Ganodonta (so named from the presence of bands of enamel on the teeth) were a group of specialized North American Lower and Middle Eocene mammals of uncertain affinity. The group includes Hemiganus, Psittacotherium and Conoryctes from the Puerco, Calamodon and Hemiganus from the Wasatch, and Slylinodon from the Bridger Eocene. With the exception of Conorycles, in which it is longer, the skull is short and suggests affinity to the sloths, as does what little is known of the limb bones.
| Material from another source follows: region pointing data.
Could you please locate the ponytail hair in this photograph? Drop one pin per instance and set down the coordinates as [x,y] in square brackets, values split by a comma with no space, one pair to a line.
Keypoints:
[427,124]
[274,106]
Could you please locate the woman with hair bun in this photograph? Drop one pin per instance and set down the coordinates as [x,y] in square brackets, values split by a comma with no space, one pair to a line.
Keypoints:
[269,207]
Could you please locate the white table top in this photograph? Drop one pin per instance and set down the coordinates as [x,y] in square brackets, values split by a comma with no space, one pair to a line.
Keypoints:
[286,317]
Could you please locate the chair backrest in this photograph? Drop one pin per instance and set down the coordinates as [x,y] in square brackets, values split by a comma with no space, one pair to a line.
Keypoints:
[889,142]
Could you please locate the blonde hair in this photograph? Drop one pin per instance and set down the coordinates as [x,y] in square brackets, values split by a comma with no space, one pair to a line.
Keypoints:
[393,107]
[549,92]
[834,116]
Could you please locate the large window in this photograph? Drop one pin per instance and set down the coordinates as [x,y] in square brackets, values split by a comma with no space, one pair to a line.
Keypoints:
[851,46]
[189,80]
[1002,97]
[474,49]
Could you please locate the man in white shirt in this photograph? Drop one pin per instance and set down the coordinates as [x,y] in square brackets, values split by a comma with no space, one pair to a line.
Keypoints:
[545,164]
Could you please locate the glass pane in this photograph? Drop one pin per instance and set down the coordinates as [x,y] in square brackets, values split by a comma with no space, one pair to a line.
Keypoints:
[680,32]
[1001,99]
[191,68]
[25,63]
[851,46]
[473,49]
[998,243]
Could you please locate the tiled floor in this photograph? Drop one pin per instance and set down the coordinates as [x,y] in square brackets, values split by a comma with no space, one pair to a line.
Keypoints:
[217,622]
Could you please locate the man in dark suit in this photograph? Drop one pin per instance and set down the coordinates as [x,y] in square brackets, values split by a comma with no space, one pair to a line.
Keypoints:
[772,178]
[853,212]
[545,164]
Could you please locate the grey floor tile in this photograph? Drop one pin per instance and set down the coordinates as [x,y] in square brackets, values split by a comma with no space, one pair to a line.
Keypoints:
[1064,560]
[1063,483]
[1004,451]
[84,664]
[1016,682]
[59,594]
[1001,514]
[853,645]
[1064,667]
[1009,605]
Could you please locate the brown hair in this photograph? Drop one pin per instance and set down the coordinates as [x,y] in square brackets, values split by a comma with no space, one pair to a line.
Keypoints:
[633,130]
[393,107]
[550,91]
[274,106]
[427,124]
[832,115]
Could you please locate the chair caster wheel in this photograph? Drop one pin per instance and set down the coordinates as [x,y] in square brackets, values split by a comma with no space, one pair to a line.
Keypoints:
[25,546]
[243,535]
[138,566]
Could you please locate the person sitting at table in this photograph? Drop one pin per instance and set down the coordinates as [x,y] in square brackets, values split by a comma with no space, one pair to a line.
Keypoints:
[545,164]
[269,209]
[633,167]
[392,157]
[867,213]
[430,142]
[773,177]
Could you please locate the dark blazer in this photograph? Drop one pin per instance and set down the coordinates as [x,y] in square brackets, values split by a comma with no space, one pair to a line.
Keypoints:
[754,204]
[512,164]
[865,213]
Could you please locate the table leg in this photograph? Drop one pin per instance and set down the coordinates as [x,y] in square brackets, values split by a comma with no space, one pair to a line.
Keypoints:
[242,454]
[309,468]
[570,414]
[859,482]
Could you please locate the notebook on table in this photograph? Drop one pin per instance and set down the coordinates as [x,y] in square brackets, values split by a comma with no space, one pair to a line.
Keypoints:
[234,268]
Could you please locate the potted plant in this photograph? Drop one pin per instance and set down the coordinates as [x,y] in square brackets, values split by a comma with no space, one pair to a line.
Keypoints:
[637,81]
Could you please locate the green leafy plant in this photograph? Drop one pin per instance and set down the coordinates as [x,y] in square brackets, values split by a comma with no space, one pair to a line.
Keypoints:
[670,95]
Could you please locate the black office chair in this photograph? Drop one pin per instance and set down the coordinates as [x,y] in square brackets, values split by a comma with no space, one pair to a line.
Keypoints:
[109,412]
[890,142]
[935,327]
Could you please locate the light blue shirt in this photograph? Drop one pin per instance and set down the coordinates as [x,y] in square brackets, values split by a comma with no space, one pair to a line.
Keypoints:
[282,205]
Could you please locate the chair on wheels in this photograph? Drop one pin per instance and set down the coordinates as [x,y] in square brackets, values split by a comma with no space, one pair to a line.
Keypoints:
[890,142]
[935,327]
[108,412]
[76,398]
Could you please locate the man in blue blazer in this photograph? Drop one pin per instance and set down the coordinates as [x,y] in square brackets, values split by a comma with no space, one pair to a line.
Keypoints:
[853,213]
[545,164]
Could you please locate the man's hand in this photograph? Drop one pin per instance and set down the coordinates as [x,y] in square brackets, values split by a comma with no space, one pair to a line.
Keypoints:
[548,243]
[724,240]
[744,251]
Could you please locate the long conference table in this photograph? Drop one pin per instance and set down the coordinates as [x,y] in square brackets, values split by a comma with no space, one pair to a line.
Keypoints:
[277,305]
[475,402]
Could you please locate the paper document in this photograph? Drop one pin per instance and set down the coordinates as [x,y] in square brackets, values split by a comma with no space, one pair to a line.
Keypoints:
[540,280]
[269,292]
The dentition, too, is of a type which might well be considered ancestral to that of the Edentata. For instance, the molars when first developed have tritubercular summits, but these soon become worn away, leaving tall columnar crowns, with a subcircular surface of dentine exposed at the summit of each. Moreover, while the earlier types have a comparatively full series of teeth, all of which are rooted and invested with enamel, in the later forms the incisors are lost, and the cheek-teeth never develop roots but grow continuously throughout life.

These and other features induced Dr Jacob Lawson Wortman (1856–1926) to regard the Ganodonta as an ancestral suborder of Edentata; but this view is not accepted by Prof. W. B. Scott. Teeth provisionally assigned to Calamodon have been obtained from the Lower Tertiary deposits of Switzerland.